The use of acupuncture in the treatment of horses.

Equine Acupuncture Books

Power of Acupuncture

Dr. Cletus M. Vonderwell, the president of the International Veterinary Acupuncture Society (IVAS) describes his use of acupuncture for treatment of various disorders in racehorses.

Acupuncture is his primary diagnostic approach.

Dr. Vonderwell seldom asks the owner to tell him what the problem is with the horse, and he does not often ask to see the horse moving before his examination. He simply palpates the acupuncture points and the reaction of the horse provides sufficient information for him to diagnose the problem.

"Owners are always amazed that the problem can be identified without hearing the history or seeing the horse move", he said, "In practice, acupuncture recognizes syndromes; this means that if a group of body points are sore on palpation, a predictable anatomical area is involved and is the source of soreness."

He described the acupuncture points which are sore when the horse has a stifle problem. He described those sore with the hock syndrome, and those with several other syndromes. One point on the rear leg, which he described in detail, is diagnostic for equine protozoal myeloencephalitis (EPM)- at least in his hands.

"It is important to remember that individual horses will often show signs of more than one problem," he said. "Acupuncture diagnosis will help determine which problems are present."
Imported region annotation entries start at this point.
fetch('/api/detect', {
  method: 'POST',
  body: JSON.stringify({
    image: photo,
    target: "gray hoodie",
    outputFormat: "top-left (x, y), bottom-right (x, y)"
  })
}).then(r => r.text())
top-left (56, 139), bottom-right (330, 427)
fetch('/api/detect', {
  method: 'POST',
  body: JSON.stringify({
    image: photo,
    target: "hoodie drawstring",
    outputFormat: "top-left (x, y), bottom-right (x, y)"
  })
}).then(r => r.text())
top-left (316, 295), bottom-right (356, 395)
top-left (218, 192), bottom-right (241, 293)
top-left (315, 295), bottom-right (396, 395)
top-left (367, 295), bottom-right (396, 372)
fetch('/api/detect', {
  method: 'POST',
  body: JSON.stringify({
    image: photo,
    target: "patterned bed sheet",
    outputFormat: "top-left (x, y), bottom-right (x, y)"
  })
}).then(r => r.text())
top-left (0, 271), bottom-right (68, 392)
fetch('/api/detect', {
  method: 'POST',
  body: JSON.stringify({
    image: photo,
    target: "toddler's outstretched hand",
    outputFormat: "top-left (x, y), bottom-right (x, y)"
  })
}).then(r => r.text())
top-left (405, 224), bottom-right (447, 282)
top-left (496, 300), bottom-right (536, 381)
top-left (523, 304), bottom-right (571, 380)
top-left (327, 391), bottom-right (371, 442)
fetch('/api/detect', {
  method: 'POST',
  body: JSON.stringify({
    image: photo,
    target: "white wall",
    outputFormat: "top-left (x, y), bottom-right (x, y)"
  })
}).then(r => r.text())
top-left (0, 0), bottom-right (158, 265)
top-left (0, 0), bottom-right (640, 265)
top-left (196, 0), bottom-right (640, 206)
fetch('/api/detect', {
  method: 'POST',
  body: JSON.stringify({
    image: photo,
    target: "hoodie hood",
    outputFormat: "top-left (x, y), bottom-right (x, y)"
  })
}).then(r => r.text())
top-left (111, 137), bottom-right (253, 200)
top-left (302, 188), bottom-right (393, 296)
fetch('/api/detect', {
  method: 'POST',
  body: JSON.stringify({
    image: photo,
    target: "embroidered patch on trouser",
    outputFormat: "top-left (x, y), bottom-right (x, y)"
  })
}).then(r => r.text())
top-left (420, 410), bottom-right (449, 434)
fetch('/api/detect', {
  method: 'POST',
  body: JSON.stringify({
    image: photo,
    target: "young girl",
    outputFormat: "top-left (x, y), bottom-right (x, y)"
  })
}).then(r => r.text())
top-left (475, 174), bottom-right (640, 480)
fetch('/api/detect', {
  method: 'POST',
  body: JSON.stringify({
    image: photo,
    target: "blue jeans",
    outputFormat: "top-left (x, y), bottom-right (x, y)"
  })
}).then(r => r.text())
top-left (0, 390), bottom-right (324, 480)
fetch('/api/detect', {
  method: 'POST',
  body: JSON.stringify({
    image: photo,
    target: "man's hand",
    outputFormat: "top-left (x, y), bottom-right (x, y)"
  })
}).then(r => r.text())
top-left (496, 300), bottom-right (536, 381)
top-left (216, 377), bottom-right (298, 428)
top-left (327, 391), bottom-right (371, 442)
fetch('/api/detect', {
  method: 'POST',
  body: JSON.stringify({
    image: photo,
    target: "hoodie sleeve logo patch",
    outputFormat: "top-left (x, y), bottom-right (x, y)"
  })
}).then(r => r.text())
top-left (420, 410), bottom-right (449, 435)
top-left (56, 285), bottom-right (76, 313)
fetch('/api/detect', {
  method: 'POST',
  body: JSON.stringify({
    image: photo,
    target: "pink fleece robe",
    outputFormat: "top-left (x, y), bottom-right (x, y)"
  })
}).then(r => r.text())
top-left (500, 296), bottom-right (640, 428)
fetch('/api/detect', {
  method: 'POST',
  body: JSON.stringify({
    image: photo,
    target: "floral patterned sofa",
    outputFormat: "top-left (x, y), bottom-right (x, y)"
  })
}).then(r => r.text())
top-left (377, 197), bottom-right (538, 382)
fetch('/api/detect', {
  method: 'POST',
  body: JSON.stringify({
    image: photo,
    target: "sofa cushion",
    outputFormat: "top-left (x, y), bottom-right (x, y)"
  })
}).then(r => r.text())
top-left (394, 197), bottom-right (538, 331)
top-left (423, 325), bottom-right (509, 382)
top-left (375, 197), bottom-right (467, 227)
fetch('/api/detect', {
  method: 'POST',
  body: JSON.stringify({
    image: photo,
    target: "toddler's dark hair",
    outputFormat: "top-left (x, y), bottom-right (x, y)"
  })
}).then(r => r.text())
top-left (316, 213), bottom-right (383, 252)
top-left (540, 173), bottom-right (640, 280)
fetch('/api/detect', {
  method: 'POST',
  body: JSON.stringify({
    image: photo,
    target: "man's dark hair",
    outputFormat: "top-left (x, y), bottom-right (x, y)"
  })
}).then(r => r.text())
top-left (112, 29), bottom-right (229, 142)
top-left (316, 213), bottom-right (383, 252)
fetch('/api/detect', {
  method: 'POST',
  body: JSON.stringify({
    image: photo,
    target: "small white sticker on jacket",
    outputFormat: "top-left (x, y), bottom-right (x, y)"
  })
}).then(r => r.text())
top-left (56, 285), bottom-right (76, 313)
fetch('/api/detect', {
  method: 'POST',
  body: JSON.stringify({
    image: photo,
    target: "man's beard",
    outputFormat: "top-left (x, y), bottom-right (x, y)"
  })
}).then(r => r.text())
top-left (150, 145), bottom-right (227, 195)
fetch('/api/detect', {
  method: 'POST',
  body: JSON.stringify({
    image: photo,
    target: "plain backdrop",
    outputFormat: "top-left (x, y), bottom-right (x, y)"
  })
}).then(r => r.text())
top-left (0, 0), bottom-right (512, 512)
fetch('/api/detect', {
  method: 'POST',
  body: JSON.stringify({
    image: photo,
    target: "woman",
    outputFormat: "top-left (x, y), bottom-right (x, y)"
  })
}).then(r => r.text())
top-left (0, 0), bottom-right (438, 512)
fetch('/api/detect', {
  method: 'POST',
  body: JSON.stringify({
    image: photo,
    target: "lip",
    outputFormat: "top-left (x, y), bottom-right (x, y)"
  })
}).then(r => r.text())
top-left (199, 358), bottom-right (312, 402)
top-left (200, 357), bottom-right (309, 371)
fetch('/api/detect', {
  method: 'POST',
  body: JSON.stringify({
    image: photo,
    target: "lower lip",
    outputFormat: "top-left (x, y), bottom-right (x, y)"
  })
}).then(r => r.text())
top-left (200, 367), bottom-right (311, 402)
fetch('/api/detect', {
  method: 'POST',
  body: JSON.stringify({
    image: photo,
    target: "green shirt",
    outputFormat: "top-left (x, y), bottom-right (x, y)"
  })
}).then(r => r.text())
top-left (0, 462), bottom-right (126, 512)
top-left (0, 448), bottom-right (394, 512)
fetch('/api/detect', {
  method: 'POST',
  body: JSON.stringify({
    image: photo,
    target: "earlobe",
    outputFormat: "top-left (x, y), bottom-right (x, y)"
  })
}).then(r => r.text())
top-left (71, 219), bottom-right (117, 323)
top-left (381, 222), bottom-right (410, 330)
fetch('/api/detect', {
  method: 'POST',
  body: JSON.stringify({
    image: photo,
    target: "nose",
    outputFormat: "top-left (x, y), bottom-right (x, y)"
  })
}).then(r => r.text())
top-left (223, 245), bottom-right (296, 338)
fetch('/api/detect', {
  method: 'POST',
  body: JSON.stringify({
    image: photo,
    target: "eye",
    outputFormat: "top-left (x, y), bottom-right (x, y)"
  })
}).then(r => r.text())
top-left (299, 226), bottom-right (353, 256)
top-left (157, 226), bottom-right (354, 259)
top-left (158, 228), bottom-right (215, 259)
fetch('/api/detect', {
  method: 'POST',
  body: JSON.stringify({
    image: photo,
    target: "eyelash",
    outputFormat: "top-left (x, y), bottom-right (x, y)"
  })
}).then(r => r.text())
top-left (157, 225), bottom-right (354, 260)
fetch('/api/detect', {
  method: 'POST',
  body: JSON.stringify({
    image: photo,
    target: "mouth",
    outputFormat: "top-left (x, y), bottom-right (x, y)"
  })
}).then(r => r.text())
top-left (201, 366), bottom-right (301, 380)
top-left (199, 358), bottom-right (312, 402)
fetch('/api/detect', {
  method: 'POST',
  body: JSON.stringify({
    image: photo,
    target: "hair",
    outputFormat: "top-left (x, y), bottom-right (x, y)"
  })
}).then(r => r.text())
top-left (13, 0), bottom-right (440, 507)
Stimulation of the sore points is the basic means of treatment with acupuncture. The traditional method of stimulation is by inserting a needle in the point but, today, lasers and electrical stimulation are sometimes used. Some veterinarians inject Vitamin B12 in the points. Dr. Vonderwell prefers to inject the points in most cases, because the effects last longer, he claimed.

Another veterinarian, Dr. Earl C. Sutherland, uses both acupuncture and chiropractic manipulation in his standard lameness examination and treatment of various lameness conditions. He said acupuncture therapy primarily works through the neurohumoral systems of the body.

"Diagnostically, acupuncture is useful to map out where in the body the problem is located," he said. "Most abnormal situations of the body, such as pain, inflammation, decrease or increase in circulation, decrease or increase in myofacial tone, etc., are already mapped out by the central nervous system. The central nervous system reflects this map onto the surface of the body by way of the acupuncture meridians and points. By palpation of the meridians and points, noticing increased or decreased reflexes and differences in tissue quality (firm, soft, yielding to pressure, tightening up under pressure, warm, cold, etc.), the acupuncturist can figuratively read the reflected map. This not only helps in locating the problem areas but also helps in differentiating between primary and secondary lameness."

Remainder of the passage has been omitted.